Wednesday, January 26, 2011

Do you now or have you ever owned a high-capacity magazine?

So Carolyn McCarthy, who knows nothing about guns but is certain she knows how to regulate them based on technical features, having decided that the Tucson shooting is an irresistible opportunity to score political points, has proposed a ban on "high capacity" magazines.

There's not too much to be said about this. It's stupid on many levels*, and it's clearly unconstitutional on multiple levels**, and it's very unlikely to pass in the current political climate.

But a quick word for anybody who, quite understandably, might not be up on what exactly this bill does.

On a personal level, I'm not big on the kind of guns you're meant to think this bill targets. I like pre-WWII pistols. I like revolvers. I like lever-action and bolt-action rifles with fixed, non-tactical magazines you can reload one cartridge at a time. I like tiny pocket pistols. I like the kind of old-fashioned guns you'd take on an expedition to find the source of the Nile or King Solomon's mines. I have little interest in modern plastic 9mms, and less in the kind of competitive shooting sports that are (in my opinion) the only practical application for 30+ round magazines.

And yet the McCarthy bill would target quite a few of the guns I'm interested in.

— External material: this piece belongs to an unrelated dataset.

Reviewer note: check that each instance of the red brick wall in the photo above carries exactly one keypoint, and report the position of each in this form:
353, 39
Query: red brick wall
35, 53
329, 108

Supporters of McCarthyism are trying to frame this as an attack on 33-round extended magazines--and an extension of the capacity limit we had from 1994 to 2004, the last meaningful victory for gun control in this country--but in fact it's a good bit more ambitious than that. First off, it would criminalize all magazines that hold 11 or more rounds. That's well below the standard capacity for the overwhelming majority of ordinary guns bought for self defense in the United States. Hell, common defensive handguns have had capacities greater than ten rounds since 1935. We're not talking about high-cap extended magazines here; we're talking about 90% of the civilian magazines on the market. These are the mags that come with the guns.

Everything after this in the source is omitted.